Of the summer triangle Altair is no longer visible, Vega is very low in the sky, and Deneb can still be found in the north west.

On the night of the 6th/7th December we may witness a rare meteor shower; the Andromedids. Dust shed by Comet Biela in 1649 impacts the Earth.

During the course of the night of 14th into the early hours of the 15th of this month, will be the maximum of the spectacular Geminid meteor shower. When the Earth hits a stream of interplanetary debris from the asteroid Phaethon. They will be best observed after the Moon has set.

On the night of the 20th of the month, the Moon moves in front of the Hyades star cluster after midnight, and is next to Aldebaran by dawn.

As for the planets this December you will find Saturn low in the south west after sunset. Lying in Sagittarius, at magnitude +0.5, sets around 5pm. By the months end the ringworld disappears into the twilight glow.

Mars lies higher in the evening sky. Setting about 11pm. The distinctive reddish glow fades from magnitude 0.0 to magnitude +0.5 during this month as the planet treks from Aquarius into Pisces.

On the 8th of the month, Mars acts as a convenient guide to finding faint Neptune. Use binoculars or a small telescope to spot a faint dot 15 arcminutes below the red planet, and a thousand times fainter, at magnitude +7.9. It’s a conjunction of Solar Systems reddest and greenest planets. Neptune lying in Aquarius, sets around 11pm.

Uranus at magnitude +5.7 resides on the fringes of Aries and Pisces, setting around 3am.

Venus is rising around 4am as the brilliant morning star, at magnitude –4.5. It appears dazzlingly bright in the totally dark sky. Travelling from near Spice in Virgo through to Libra.

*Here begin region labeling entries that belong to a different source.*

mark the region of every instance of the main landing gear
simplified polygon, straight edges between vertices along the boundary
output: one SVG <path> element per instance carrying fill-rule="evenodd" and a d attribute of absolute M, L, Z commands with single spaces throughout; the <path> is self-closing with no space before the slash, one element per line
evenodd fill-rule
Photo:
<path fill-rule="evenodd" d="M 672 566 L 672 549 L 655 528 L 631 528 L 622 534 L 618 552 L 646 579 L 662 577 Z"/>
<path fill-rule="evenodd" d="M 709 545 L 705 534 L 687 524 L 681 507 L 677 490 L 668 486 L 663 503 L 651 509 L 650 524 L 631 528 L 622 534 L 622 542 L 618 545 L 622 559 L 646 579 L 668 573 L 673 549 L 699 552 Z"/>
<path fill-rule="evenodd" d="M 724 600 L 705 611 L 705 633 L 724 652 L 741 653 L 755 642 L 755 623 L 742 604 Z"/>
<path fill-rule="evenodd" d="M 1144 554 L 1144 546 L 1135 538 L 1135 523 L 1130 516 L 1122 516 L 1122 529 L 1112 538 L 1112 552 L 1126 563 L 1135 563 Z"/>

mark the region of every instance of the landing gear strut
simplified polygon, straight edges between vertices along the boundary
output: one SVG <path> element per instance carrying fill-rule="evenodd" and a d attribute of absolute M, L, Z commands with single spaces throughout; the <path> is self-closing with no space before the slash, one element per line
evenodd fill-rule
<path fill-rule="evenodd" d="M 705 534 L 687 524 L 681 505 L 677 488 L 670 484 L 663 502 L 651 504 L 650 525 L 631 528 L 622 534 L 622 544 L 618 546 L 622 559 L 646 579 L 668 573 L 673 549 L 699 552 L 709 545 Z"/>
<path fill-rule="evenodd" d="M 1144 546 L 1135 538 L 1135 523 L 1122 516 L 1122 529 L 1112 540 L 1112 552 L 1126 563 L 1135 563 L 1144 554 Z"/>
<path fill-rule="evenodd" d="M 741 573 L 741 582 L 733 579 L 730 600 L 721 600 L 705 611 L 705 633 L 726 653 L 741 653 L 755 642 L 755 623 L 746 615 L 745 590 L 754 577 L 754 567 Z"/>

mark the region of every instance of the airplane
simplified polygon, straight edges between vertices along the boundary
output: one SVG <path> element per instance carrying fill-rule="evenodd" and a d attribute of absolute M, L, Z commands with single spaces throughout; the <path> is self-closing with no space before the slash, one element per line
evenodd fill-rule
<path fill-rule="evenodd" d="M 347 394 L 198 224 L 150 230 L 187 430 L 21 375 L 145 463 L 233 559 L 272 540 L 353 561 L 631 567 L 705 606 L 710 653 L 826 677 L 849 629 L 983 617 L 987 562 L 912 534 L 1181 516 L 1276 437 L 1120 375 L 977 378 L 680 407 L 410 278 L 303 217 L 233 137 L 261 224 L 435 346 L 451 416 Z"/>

To the lower left of Venus, around 7am, you will find Mercury and Jupiter, just above the south east horizon. At the beginning of the month fainter Mercury at magnitude +0.5 lies just above Jupiter. The gas giant is second only to Venus at magnitude –1.7. The two planets converge, passing less than a degree apart in the night of the 21st to 22nd, in the constellation of Ophiuchus, when Mercury has doubled in brightness to magnitude –0.4.

We are due for a serious celestial display on the night of December 13th and 14th, around 100 meteors per hour might be observed from around 10 pm onwards. As the grains of dust are from an asteroid they are slightly larger than those from a comet, so the Geminids can produce many bright white coloured fireballs in the sky. Look up in any direction and you might be lucky to see at least one Geminid.

Phases of the Moon for December:-

December 7th – New Moon
December 15th – First Quarter
December 22nd – Full Moon
December 29th – Last Quarter

The Shortest Day
The winter solstice occurs on December 21st. This is the time when we have the shortest day of the year. From this point on the Sun will slowly get higher in the sky and daylight will lengthen.